Disallowing unnecessary outermost brackets in a BNFC-grammar

Question

This is a continuation to this question I asked earlier about a BNFC-grammar for propositional logic. I got it working with parentheses, as per the definition, but I would now like to extend the grammar to work without parentheses, with a catch however: no unnecessary outer parentheses allowed.

For example, the atomic sentence a should be allowed, but (a) should not be recognized. The sentence (a => b) & c should also be allowed, but ((a => b) & c) not, and so forth. The last example highlights the necessity for paretheses. The precedence levels are

equivalence <=> and implication =>,
conjuction & and disjunction |
negation - and
atoms.

The higher the level, the earlier it will be parsed.

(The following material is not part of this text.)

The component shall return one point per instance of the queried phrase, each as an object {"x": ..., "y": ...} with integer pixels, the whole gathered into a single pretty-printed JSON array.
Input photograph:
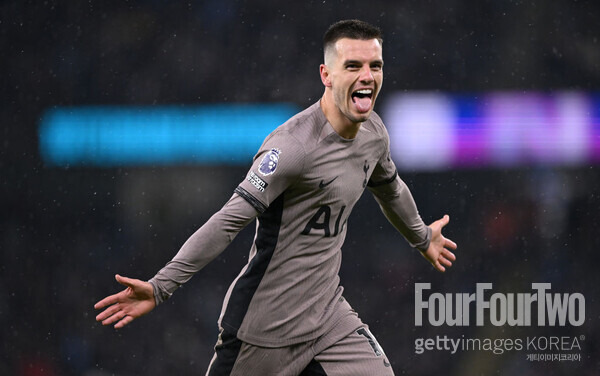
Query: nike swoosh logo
[{"x": 322, "y": 184}]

I got the grammar working with the unnecessary parentheses, by setting precedence levels to the different operators via recursion:

IFF     .   L     ::=   L   "<=>" L1  ;
IF      .   L     ::=   L   "=>"  L1  ;
AND     .   L1    ::=   L1  "&"   L2  ;
OR      .   L1    ::=   L1  "|"   L2  ;
NOT     .   L2    ::=       "-"   L3  ;
NOT2    .   L2    ::=       "-"   L2  ;
P       .   L3    ::=   Ident         ;

_       .   L     ::=   L1            ;
_       .   L1    ::=   L2            ;
_       .   L2    ::=   L3            ;
_       .   L3    ::=   "(" L ")"     ;

Now the question is, how do I not allow the outer parentheses, the allowance of which is caused by the last rule L3 ::= "(" L ")";? It is strictly necessary for allowing parentheses inside an expression, but it also allows them on the edges. I guess I need some extra rule for removing ambiguity, but what might that be like?

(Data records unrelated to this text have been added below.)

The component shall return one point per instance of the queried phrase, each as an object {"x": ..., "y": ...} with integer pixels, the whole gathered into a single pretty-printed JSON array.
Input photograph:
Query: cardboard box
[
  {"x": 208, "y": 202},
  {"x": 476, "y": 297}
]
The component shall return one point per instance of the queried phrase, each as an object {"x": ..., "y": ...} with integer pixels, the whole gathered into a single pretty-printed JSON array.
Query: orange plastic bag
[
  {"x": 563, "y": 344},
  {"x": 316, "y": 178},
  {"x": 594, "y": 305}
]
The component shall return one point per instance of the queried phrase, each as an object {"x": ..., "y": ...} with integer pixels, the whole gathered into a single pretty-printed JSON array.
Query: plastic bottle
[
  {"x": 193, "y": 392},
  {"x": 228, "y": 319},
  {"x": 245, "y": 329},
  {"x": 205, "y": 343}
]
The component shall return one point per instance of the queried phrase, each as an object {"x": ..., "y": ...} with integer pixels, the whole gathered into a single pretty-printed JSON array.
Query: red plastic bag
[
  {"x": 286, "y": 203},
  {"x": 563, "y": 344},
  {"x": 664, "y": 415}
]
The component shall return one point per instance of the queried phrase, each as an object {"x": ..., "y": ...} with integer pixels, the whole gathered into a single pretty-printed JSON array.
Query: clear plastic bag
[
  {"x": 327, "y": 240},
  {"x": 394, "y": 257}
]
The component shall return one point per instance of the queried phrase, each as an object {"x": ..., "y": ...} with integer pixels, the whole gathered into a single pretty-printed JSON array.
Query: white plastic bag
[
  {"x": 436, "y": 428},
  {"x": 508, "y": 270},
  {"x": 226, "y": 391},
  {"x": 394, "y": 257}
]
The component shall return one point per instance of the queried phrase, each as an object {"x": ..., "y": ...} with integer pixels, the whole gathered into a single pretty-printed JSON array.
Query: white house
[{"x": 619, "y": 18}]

This grammar also results in about 6 reduce/reduce conflicts, but aren't those pretty much inevitable in recursive definitions?

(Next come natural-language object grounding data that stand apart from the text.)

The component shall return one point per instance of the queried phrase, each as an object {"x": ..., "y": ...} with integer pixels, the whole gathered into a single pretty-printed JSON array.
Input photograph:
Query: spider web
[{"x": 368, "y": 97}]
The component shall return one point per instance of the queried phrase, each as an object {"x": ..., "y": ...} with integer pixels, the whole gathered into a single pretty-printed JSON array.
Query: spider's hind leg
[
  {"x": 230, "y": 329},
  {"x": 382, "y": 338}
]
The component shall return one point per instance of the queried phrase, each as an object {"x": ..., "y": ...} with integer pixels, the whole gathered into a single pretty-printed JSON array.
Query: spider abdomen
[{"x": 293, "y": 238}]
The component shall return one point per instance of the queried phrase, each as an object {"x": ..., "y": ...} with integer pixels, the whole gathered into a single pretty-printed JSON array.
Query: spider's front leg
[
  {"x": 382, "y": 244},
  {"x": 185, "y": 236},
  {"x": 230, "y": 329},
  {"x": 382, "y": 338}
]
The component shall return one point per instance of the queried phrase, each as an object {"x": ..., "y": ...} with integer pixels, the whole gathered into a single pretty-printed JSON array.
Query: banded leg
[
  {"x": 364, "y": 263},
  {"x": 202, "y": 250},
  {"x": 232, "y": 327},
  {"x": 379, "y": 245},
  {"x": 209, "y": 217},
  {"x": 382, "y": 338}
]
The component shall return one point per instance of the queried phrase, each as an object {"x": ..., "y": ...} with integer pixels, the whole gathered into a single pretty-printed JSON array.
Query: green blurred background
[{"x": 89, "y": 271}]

You could try duplicating some of your productions, forbidding a production goes directly from `L` to `L3` by having a different `L'` in the productions `L ::= L' "<=>" L1` and `L ::= L' "=>" L1`. In this case, the `L'` duplicates of your productions can be allowed to convert down to `L3`, but `L` itself cannot. So, the `'` part indicates that the production has participated in an actual expansion, not just a conversion for the sake of precedence. `'` duplicates can have parentheses around them, but non-`'` ones cannot. — Welbog, Apr 15 '20 at 14:30
@Welbog So basically I would have these 4 productions for the first level: `L ::= L' "<=>" L1`, `L ::= L' "=>" L1`, `L' ::= L' "<=>" L1` and `L' ::= L' "=>" L1`. Then with `L3` I would do a parenthesization of the `L'` versions like so: `_. L3 ::= "(" L' ")";`. — sesodesa, Apr 15 '20 at 14:45

score 3 · Accepted Answer · edited Jun 20 '20 at 09:12

3

You can do this by simply banning the parenthesised form from the toplevel. This requires writing the precedence hierarchy in a different fashion, in order to propagate the restriction through the hierarchy. In the following, the r suffix indicates that the production is "restricted" to not be a parenthesised form.

I also fixed the reduce/reduce conflicts by eliminating one of the NOT productions. See below.

(I hope I got the BNFC right. I wrote this in bison and tried to convert the syntax afterwards.)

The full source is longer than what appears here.